Filed under: couchdb,Hacking,Python,Twisted — Thomas @ 23:44

2011-04-03
23:44

I've been hacking on Paisley again recently since I found it I am not the only current maintainer. There is a branch on github from which a 0.3 release was recently made.

That's good news, because I didn't really need a new project to maintain. But I still have code I want to see land there, so I'm working on merging branches between launchpad, github, and some of my experimental svn branches here and there.

I had just implemented a cache for the object view mapping using couchdb-python's mapping.py and it turns out someone else was interested in adding memcache support to cache document lookups.

Some discussion started on a possible API, and I took a stab at a first draft over the past week.

Separately from that, I also took a CouchDB training course for work (together with Marek, one of our developers) ran by the Couchbase (company merger of CouchOne, formerly CouchIO (?) and Membase) people.

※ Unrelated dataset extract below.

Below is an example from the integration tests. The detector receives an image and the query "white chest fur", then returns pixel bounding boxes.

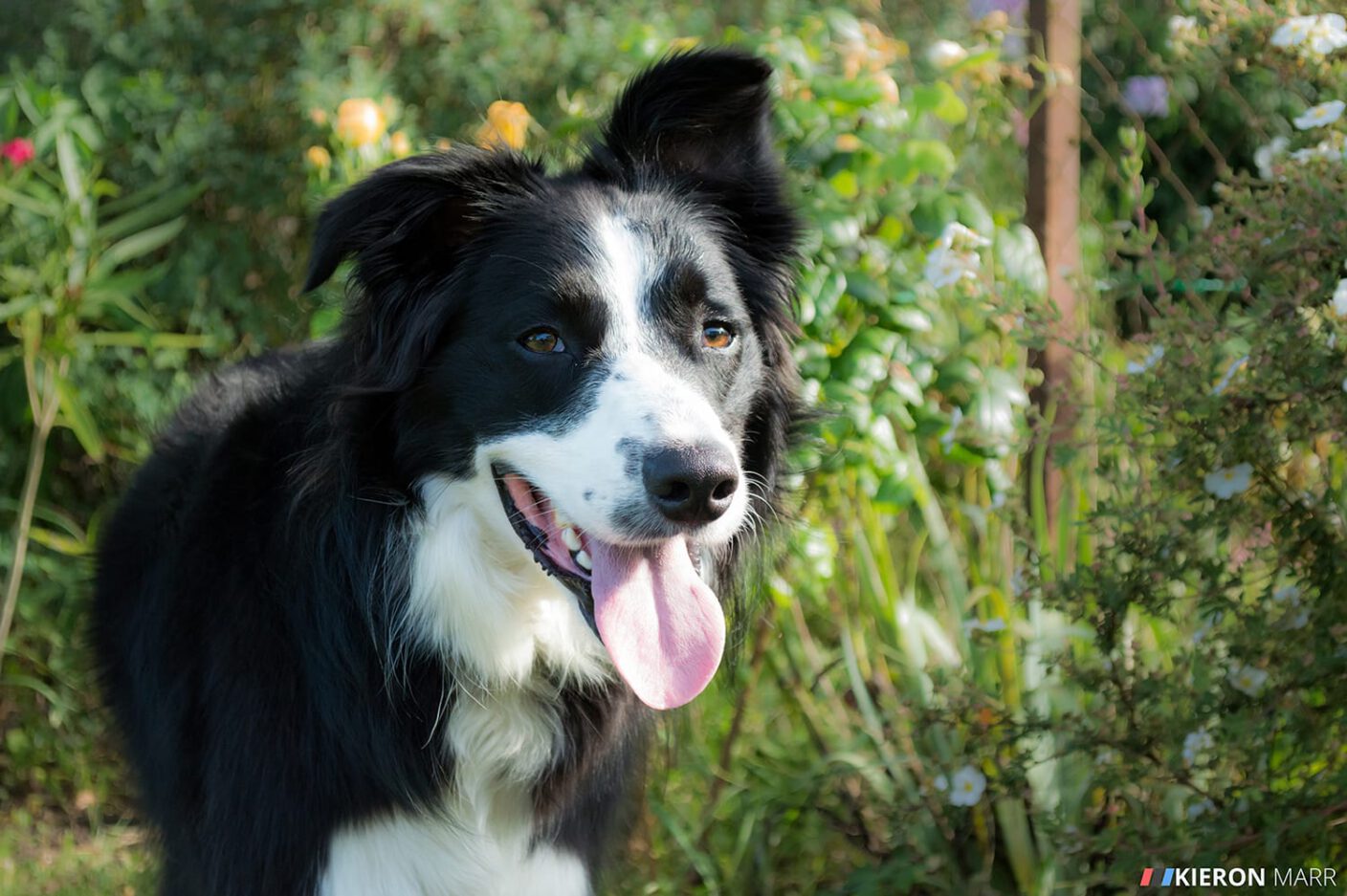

That was a good training - but I digress.

At night Marek told me that they have some 300 lines of code that sadly reuses some classes from the current work codebase to set up and tear down test cases that work against an actual couchdb instance. He didn't feel like rewriting all that code to not use some of work's code just so that it could be contributed to Paisley for example. I felt I could do it in less than 100 lines, but he didn't seem to believe me.

So here I am after a magnificent Jose Gonzalez concert at the Palau de la Musica which is right around the corner from me, trying to write the caching code, and realizing I can't properly test it together with the change notification listener I wrote.

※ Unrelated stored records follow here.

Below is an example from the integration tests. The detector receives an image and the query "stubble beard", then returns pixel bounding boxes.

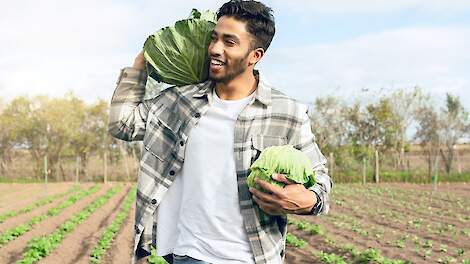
[209,55,248,83]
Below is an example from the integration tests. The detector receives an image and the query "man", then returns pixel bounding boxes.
[109,0,332,264]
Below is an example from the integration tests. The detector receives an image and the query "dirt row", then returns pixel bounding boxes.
[0,184,116,263]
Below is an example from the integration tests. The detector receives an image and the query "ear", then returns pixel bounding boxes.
[248,48,264,65]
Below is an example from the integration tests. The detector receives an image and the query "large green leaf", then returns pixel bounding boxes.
[144,9,216,86]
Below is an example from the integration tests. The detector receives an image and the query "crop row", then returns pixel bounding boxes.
[335,187,470,239]
[287,218,408,264]
[17,186,121,264]
[335,186,470,219]
[90,187,136,264]
[0,185,80,223]
[0,185,101,248]
[331,192,470,245]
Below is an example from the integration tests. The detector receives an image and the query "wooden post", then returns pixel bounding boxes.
[103,150,108,184]
[455,149,462,174]
[432,154,439,191]
[44,154,49,196]
[328,152,335,177]
[75,156,80,184]
[375,150,379,183]
[119,143,131,181]
[362,157,367,184]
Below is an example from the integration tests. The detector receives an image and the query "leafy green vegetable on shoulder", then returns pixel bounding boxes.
[144,9,216,86]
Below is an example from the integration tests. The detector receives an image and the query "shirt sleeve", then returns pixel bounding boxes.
[293,102,333,215]
[108,67,149,141]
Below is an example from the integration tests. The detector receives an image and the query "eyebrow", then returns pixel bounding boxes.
[212,30,240,42]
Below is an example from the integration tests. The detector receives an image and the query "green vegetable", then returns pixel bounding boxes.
[144,9,216,86]
[247,145,315,189]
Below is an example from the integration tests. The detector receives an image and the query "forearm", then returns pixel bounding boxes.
[309,166,333,215]
[108,67,148,141]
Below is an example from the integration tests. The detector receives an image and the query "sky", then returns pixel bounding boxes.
[0,0,470,110]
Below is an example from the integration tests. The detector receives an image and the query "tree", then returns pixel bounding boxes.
[440,93,470,174]
[387,86,426,169]
[309,96,347,152]
[414,105,441,178]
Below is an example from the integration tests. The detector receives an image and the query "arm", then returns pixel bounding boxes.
[250,104,333,215]
[108,52,148,141]
[294,106,333,215]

So while I was watching an episode of Breaking Bad, I wrote the setUp and tearDown code to do just that - start a couchdb instance on a random port, get the port, and connect to it.

It's probably not perfect yet (I do a busy loop for the creation and filling of the log file to read the port), but it worked for my simple test case. And it's 74 lines of code, including docstrings (which Marek for some reason does not believe in) and comments (which Marek also not believes in).

It's being worked on in this branch and I hope to land that in the paisley tree soon.